Not all presidents gave the court’s rulings the same respect. In 1832, President Andrew Jackson refused to enforce a Supreme Court decision arising from a clash between Georgia and the Cherokee Nation. A probably apocryphal but nonetheless potent comment is often attributed to Jackson about Chief Justice John Marshall: “John Marshall has made his decision; now let him enforce it.”

Even before this weekend, Mr. Vance has said that Mr. Trump should ignore the Supreme Court. In a 2021 interview, he said Mr. Trump should “fire every single midlevel bureaucrat, every civil servant in the administrative state” and “replace them with our people.”

He added: “When the courts stop you, stand before the country like Andrew Jackson did and say, ‘The chief justice has made his ruling. Now let him enforce it.’”

Chief Justice John G. Roberts Jr. took note of such threats in his year-end report in December.

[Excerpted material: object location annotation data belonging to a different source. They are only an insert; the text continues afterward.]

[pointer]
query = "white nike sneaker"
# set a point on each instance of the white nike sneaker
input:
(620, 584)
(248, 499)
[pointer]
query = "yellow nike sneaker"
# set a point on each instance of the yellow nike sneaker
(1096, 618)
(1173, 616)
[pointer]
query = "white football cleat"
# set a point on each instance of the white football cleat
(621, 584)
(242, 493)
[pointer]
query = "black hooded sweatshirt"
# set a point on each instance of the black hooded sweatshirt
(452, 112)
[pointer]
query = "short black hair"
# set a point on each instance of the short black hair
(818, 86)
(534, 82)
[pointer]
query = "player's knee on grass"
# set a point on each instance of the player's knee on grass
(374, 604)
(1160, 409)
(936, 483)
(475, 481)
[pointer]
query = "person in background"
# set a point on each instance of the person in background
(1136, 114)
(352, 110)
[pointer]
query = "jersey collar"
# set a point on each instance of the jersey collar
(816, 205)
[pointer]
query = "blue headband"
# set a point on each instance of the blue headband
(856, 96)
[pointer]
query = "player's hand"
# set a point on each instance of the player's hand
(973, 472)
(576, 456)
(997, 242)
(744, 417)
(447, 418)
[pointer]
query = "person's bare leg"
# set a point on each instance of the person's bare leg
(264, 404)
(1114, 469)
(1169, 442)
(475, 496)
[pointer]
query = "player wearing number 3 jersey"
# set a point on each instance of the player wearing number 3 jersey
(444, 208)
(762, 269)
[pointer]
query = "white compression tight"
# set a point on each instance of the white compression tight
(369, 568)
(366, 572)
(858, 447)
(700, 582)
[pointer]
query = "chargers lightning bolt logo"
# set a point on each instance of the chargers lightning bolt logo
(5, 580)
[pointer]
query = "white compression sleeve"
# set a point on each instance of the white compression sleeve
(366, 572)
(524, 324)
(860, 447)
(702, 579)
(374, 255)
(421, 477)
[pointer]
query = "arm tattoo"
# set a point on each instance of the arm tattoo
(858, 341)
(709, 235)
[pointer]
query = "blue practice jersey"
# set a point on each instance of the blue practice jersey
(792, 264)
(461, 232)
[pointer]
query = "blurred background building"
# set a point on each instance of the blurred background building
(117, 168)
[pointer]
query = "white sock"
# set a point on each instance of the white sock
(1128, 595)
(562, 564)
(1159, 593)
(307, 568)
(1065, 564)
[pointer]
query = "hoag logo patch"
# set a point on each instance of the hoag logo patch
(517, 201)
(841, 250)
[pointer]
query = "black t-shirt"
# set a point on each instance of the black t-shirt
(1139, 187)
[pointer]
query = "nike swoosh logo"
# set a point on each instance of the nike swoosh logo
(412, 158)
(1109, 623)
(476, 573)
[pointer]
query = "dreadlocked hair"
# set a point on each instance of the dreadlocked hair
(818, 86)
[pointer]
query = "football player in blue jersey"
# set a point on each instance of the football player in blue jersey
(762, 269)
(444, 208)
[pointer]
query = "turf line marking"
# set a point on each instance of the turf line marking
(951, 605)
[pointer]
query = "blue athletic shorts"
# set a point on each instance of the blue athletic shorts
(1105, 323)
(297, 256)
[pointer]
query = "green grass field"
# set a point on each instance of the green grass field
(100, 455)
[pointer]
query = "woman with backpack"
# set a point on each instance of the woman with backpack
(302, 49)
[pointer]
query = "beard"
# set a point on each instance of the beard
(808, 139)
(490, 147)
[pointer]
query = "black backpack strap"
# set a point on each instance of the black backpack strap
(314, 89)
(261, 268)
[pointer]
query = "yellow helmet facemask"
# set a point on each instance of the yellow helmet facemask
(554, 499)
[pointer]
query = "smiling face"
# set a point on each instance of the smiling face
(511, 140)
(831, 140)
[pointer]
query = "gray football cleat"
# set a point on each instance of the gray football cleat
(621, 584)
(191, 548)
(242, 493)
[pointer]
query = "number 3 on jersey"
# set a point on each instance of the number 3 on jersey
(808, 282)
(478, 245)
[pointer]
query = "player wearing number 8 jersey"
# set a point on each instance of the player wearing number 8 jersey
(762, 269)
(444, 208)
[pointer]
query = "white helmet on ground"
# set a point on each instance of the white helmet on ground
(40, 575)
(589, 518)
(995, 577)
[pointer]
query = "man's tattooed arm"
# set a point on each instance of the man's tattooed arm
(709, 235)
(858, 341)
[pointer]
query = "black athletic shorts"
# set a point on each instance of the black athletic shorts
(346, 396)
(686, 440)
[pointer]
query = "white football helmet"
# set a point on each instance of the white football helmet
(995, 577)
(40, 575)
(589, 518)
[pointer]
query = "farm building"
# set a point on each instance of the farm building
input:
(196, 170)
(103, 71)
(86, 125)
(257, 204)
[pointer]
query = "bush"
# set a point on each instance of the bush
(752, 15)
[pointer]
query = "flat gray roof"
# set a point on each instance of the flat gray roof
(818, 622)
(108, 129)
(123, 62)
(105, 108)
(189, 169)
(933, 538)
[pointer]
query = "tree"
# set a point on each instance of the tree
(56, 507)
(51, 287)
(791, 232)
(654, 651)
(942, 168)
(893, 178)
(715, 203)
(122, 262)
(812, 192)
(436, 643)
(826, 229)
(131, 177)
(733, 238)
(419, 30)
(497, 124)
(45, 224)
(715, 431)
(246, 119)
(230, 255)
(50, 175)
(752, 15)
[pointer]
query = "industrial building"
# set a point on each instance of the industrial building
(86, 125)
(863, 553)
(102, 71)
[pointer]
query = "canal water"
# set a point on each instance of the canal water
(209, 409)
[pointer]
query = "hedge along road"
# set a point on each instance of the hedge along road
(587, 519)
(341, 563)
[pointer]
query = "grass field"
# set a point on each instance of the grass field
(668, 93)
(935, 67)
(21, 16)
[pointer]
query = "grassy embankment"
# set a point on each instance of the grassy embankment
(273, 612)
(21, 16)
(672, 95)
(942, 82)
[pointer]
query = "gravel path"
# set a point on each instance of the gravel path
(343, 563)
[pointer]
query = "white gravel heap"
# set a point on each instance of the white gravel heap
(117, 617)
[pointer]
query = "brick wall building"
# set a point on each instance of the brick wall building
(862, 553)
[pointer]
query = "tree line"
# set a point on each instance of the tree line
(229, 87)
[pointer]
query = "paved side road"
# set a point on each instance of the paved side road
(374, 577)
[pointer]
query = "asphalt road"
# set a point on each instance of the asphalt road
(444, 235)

“Every administration suffers defeats in the court system — sometimes in cases with major ramifications for executive or legislative power or other consequential topics,” he wrote. “Nevertheless, for the past several decades, the decisions of the courts, popular or not, have been followed, and the nation has avoided the standoffs that plagued the 1950s and 1960s.”

“Within the past few years, however,” the chief justice went on, “elected officials from across the political spectrum have raised the specter of open disregard for federal court rulings. These dangerous suggestions, however sporadic, must be soundly rejected.”

That view has many supporters, though some use caveats. “It would be an extremely grave matter for a president to defy an actual (unstayed, in-effect) order of a federal court in a case that is indisputably in the court’s jurisdiction,” Ed Whelan, a conservative legal commentator, wrote on social media.

But considering discrete clashes may be relying on an outdated paradigm.

“One way to look at the administration’s assault on legal barriers is that it is seeking to establish ‘test cases’ to litigate and win favorable Supreme Court decisions,” Bob Bauer and Jack Goldsmith wrote in their Executive Functions newsletter. “But the typical test case is a carefully developed, discrete challenge to statutory or judge-made law with some good faith basis.”

Mr. Goldsmith is a law professor at Harvard and a former Justice Department official in the George W. Bush administration. Mr. Bauer was White House counsel for President Barack Obama. They are students of Article II of the Constitution, which sets out the powers of the president.

Mr. Trump’s executive orders have some features suggesting that they mean to test legal theories in the Supreme Court, they wrote. “But in the aggregate,” they added, “they seem more like pieces of a program, in the form of law defiance, for a mini-constitutional convention to ‘amend’ Article II across a broad front.”

Wargaming Out the Constitutional Crises Over the Next Weeks

Step One. Will the federal district courts and the federal courts of appeal keep on telling Trump that he must obey the Constitution and the laws?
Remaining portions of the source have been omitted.